Jeff was the big proposer for map-reduce model–the map-reduce guy. Jeff reviews of the infrastructure and the heterogeneous data set (heterogeneous and at least petabyte scale), their goal: maximize performance by buck. Also data centers, locality, and center are key in the equation. Low cost (not redundant power supplies, not raid disks, running linux, standard network) Software needs to be reliable to failure (node, disks, or racks going dead). Linux on all the production. An scheduler across the cluster to schedule jobs. Cluster wide file system on top, and usually big table cell. The GFS centralized manager that manages metadata and allocations of chunks and replication (talk to the master and then talk to the chunk servers).
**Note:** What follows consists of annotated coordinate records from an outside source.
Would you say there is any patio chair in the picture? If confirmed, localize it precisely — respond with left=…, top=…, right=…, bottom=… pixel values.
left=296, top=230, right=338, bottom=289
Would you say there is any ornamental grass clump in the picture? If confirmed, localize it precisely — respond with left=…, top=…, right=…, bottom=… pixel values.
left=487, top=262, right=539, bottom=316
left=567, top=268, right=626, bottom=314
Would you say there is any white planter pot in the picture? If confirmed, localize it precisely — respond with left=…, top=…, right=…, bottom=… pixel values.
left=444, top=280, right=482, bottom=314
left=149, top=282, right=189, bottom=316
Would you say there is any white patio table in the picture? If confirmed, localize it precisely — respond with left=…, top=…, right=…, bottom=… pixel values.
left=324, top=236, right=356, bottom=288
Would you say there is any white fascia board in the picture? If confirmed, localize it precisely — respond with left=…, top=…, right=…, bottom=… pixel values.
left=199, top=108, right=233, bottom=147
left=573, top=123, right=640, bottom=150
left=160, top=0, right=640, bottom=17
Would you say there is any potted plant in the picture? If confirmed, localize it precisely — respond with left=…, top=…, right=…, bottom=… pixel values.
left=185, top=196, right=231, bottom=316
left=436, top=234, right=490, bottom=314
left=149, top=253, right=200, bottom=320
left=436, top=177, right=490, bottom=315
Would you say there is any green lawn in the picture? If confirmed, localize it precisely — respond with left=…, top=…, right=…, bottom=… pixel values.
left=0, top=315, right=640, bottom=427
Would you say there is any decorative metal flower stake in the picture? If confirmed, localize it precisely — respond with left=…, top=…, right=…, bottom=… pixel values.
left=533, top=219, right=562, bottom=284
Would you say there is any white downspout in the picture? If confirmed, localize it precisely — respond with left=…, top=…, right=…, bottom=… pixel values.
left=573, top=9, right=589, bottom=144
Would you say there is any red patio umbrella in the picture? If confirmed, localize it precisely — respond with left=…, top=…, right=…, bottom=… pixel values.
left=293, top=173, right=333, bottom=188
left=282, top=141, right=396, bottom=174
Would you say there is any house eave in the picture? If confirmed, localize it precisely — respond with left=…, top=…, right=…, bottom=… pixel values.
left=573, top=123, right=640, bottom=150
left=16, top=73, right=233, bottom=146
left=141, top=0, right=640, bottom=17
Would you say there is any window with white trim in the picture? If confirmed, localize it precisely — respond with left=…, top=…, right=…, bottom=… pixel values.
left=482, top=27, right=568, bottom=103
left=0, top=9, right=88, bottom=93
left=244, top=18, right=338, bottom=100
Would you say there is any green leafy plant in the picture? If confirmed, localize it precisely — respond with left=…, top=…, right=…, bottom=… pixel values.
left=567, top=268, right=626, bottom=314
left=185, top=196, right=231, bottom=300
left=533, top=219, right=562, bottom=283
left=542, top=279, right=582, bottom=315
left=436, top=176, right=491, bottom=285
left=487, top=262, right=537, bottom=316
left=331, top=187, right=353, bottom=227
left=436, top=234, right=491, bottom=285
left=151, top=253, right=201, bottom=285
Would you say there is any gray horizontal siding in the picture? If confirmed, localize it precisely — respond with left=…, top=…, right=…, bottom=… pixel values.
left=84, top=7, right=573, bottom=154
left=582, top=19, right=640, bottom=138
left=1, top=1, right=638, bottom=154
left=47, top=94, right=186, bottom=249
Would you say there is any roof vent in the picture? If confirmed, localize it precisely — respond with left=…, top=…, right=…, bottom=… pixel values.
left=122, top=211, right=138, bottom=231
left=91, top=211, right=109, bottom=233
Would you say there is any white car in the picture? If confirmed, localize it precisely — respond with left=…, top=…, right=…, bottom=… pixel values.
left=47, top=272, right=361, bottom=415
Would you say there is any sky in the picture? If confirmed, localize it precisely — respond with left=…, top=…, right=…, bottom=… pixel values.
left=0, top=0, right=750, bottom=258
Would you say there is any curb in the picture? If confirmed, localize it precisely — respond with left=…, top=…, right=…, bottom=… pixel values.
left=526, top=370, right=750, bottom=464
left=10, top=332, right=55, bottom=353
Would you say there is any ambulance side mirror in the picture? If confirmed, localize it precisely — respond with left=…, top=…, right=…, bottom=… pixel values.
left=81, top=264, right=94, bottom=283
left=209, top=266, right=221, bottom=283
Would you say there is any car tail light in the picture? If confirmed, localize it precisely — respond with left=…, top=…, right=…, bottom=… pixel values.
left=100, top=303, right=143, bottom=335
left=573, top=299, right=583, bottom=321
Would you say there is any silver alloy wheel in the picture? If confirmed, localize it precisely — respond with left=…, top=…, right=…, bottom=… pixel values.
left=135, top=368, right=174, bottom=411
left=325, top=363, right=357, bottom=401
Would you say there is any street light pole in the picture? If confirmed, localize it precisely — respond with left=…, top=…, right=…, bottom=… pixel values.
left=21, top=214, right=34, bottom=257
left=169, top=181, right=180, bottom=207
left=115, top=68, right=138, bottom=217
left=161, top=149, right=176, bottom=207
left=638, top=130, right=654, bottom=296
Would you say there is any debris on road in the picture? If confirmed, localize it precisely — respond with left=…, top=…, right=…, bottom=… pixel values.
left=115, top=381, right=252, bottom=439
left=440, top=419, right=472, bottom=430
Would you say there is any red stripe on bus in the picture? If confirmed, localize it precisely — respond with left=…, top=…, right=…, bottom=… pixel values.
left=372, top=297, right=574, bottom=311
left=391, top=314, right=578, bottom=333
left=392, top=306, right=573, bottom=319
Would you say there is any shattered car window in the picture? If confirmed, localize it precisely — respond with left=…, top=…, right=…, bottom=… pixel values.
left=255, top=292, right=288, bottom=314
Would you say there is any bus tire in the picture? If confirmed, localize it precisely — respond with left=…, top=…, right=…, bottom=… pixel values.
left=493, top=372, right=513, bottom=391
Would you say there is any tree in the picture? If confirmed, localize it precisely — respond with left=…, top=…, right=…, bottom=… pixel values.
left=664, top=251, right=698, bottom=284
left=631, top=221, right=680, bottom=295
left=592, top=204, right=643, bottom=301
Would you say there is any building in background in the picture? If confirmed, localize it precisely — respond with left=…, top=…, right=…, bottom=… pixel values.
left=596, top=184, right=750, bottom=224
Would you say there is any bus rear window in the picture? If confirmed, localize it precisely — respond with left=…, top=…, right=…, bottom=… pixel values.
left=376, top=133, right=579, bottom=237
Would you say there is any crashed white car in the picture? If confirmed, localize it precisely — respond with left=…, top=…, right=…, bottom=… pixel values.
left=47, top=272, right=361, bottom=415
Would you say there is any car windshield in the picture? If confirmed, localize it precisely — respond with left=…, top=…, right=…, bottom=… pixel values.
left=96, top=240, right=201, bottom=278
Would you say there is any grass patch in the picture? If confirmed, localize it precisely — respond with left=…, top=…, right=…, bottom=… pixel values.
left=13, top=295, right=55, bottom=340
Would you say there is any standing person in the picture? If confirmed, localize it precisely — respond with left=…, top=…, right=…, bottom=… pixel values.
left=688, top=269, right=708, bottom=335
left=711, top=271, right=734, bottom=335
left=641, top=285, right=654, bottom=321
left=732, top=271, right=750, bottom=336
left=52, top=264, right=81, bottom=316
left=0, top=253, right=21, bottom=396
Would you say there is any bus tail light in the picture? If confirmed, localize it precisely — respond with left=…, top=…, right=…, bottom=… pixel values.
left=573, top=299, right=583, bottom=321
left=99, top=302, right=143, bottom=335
Big Table helps applications that need a bit more structure storage (key, column, time-stamp). It also provides garbage collection policies. Distribution is break in to tablets (range of rows) and managed by a single machine, the system can split growing tablets. Big Table provides transactions and allow to specify local columns to group together. They allow replications policies across data centers. MapReduce is a nice fitting model for some programs (for instance, the reverse index creation) Allows to move computation to closer to data. Also allows to implement load balancing. GFS works OK for a cluster, but they do not have a global view across the data centers. For instance, they are looking for unique naming of data, and also, if integrated allow data center to keep working if they became disconnected. They are also looking for data distribution policies.